8th Joint Symposium on Neural Computation

May 19 - 2001 - La Jolla (California, USA)

 
Face identification using one spike per neuron
 
(1)Arnaud Delorme & (2)Simon J. Thorpe
 
(1)CNL, Salk Institute, 10010 Torrey Pines Road, La Jolla CA92037, USA
(2)CERCO, 133, route de Narbonne, 31062 Toulouse, France
arno@salk.edu, thorpe@cerco.ups-tlse.fr

 
    In humans, 150 ms of processing is sufficient to detect the presence of a target in briefly flashed photographs of natural scenes (Thorpe et al, 1996, Nature, 381, 520), and in monkeys, processing time is probably even shorter (Fabre-Thorpe et al, 1998, Neuroreport, 9, 303).
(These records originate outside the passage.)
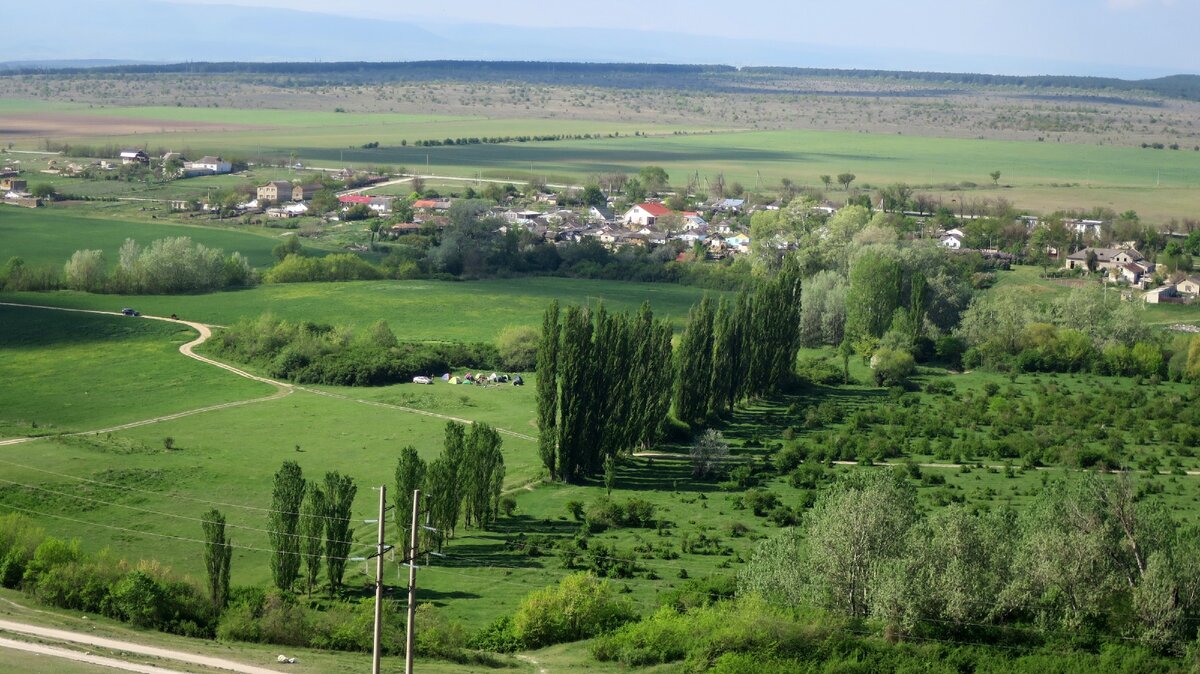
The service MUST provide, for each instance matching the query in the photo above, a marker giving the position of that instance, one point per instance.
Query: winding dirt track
(117, 645)
(282, 387)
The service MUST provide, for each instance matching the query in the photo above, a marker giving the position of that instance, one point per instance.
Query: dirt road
(118, 645)
(282, 387)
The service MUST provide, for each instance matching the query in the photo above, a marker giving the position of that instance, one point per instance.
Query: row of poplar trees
(606, 383)
(465, 482)
(733, 350)
(604, 386)
(310, 523)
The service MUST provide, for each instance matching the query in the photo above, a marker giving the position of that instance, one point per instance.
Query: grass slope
(81, 372)
(415, 310)
(52, 235)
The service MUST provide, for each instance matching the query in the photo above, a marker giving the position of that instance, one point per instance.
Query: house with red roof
(645, 214)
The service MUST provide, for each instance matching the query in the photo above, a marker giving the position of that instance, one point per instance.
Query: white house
(739, 242)
(951, 241)
(645, 214)
(209, 164)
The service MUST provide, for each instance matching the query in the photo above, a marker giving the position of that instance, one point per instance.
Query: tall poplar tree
(312, 530)
(340, 492)
(575, 395)
(694, 372)
(409, 476)
(547, 390)
(217, 553)
(285, 519)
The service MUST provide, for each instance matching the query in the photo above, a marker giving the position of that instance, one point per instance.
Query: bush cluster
(59, 573)
(310, 353)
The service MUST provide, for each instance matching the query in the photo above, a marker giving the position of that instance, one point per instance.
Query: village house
(135, 156)
(13, 185)
(305, 192)
(952, 241)
(1105, 258)
(377, 204)
(645, 214)
(276, 191)
(208, 166)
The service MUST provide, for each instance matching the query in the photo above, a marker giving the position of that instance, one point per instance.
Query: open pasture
(471, 311)
(51, 235)
(79, 372)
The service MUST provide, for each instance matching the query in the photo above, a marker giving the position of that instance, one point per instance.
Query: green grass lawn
(1029, 278)
(415, 310)
(309, 661)
(79, 372)
(52, 235)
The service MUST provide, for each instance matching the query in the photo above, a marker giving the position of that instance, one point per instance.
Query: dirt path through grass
(117, 645)
(282, 387)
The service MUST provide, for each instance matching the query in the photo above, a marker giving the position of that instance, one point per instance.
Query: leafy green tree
(707, 452)
(286, 499)
(634, 190)
(823, 310)
(653, 178)
(340, 492)
(874, 293)
(483, 473)
(217, 553)
(411, 471)
(593, 196)
(312, 530)
(547, 390)
(855, 528)
(694, 377)
(892, 367)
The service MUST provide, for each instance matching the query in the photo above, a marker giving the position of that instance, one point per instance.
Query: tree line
(1087, 557)
(465, 482)
(166, 266)
(606, 383)
(604, 386)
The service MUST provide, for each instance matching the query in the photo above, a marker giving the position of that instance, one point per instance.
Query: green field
(473, 311)
(52, 235)
(1037, 175)
(81, 372)
(12, 607)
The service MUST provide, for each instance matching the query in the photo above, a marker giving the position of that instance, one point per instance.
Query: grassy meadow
(52, 235)
(79, 372)
(1037, 175)
(472, 311)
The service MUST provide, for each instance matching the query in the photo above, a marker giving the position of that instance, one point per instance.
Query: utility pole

Here, we propose a neural model for object recognition compatible with this sort of rapid processing. We hypothesize that, in a wave of spikes, information is encoded by the order in which cells fire. Starting with the retina, the earliest firing cells are those with the strongest inputs, and at subsequent stages, more complex receptive field properties are produced by a desensitization mechanism which makes neurons sensitive to the order in which their inputs fire. Fast feed-forward shunting inhibition could implement such a mechanism and recent experiments have shown that such inhibition might be present in the very beginning of spike integration in V1 pyramidal neurons (Borg-Graham et al, 1998, Nature, 393, 369).
    Modeling millions of integrate and fire neurons in retinotopically organized maps using a specially designed neural network simulator called SpikeNET (Delorme et al, 1999, Neurocomputing, 26-27, 989), we implemented a relatively simple feed-forward architecture composed of three layers. The first layer corresponded to the retina, the second one represented groups of V1 orientation selective neurons and the final processing layer contained maps of neurons that were trained to respond to various views of 40 test faces. Lateral competitive inhibitory mechanisms in the last layer mean that once one unit has fired, activation of other units with receptive fields in the same part of visual space becomes increasingly difficult. Note that neurons never fired more than once so that conventional rate coding schemes cannot operate.
    During the learning phase, photographs of one of the 40 individuals were shown to the network and a supervised learning rule was used to adjust synaptic weights for the neurones located at the appropriate location in one of the 40 output layer maps. The algorithm used a Hebbian-like learning rule that adjusted the synaptic weights in such a way that the final weights converged to values that depended on the average ranking of each input. Inputs that were always activated first were given high weights, whereas an input that fired systematically towards the end of propagation would be assigned a low weight.
    We showed that, when the network is presented with novel views of the learnt faces, responses of neurons were remarkably reliable and the network categorized the face accurately. We also showed that changing the image contrast or adding noise produced reduction in the performances of the network that were comparable to that of the human visual system (see figure; Random responses would lead to 2.5% accuracy. Noisy images correspond to a weigted mixture of original images with random value images). Thus, despite the simplicity of the model, it provides a robust basis for object recognition that is compatible both with temporal constraints and the performance of the human brain.